“Hello,” he said. “You’re sitting on this park bench alone and I wonder if I might join you?”
“Please sit down,” she said, shyly.
“Thank you,” he said, making sure not to frighten her, by sitting too close. “Do you like the city?”
“I grew up here. It has changed a lot since then.”
“It never stops changing,” he laughed. “It’s different everyday.”
“I used to have a dog,” she said. “Her name was Petunia. Do you have a dog?”
“Not at the moment. They don’t allow pets in my apartment building. But I had a dog when I was a kid. A German Shepherd. He was a great dog and I still miss him, even after all these years. He was always by my side.”
“I miss Petunia, as well, so I understand how you feel. Children need the kind of love and support only animals can give them.”
“That’s so true,” he said. “Most of us love our animal companions more than we do other people.”
She smiled her agreement.
“I’ve seen you here before,” he said. “Often.”

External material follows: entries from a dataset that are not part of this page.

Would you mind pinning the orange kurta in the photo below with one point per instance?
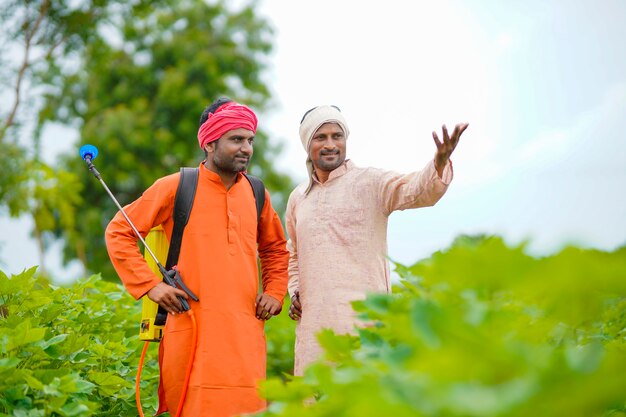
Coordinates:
(218, 262)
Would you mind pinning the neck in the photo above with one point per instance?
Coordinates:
(228, 178)
(322, 176)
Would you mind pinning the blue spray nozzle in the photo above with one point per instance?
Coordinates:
(88, 150)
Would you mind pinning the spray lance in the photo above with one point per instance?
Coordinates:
(172, 277)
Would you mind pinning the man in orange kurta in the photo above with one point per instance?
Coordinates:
(218, 262)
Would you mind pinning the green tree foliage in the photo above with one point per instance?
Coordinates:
(39, 40)
(480, 329)
(139, 98)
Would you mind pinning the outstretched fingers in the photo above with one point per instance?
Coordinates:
(437, 141)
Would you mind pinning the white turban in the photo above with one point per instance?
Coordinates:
(313, 121)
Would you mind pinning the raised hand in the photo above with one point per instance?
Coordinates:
(445, 148)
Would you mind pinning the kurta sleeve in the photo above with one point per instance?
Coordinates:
(294, 271)
(272, 252)
(417, 189)
(149, 210)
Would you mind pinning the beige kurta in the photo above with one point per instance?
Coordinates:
(338, 243)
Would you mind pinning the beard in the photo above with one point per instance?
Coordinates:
(231, 165)
(330, 164)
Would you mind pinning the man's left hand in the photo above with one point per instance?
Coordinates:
(445, 149)
(266, 307)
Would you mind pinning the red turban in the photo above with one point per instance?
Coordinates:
(229, 116)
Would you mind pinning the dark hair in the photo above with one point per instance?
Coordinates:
(212, 107)
(310, 110)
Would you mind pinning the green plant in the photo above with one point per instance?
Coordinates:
(481, 329)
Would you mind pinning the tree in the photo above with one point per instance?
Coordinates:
(40, 39)
(139, 97)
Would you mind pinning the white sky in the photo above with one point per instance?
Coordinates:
(542, 85)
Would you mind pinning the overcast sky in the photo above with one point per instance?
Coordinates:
(541, 84)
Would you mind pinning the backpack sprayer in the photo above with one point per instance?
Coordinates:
(151, 326)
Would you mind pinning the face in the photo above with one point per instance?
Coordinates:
(232, 152)
(328, 147)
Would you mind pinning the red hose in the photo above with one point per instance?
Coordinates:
(183, 395)
(194, 341)
(137, 385)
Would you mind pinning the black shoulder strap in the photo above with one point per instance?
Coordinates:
(182, 209)
(259, 194)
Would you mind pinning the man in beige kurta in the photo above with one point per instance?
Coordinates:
(337, 226)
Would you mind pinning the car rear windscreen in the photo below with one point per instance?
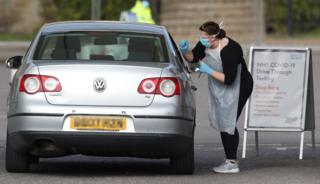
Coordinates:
(108, 46)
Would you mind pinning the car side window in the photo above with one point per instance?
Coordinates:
(178, 54)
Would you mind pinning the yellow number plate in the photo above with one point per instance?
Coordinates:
(112, 123)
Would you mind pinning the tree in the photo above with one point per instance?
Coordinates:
(59, 10)
(306, 15)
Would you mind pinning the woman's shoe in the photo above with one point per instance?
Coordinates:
(228, 166)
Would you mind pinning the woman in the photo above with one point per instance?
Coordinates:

“I like the garden,” she said, nodding. “And the flowers are so beautiful. But you’re the first person who has stopped to chat.”
“People don’t stop to chat, because they can’t see you,” he said, softly. “You died, many years ago.”
“Is that why I never go home?”
“It is,” he said, gently. “But I can help you find your way, if you’ll let me.”
“I would like that very much,” she said, her eyes bright. “Do you think Petunia will be waiting for me?”
“I don’t know,” he said, honestly. “But I hope so.”
Together they walked thorough the park, talking and laughing, until the sun dropped below the horizon and Mary found her way home.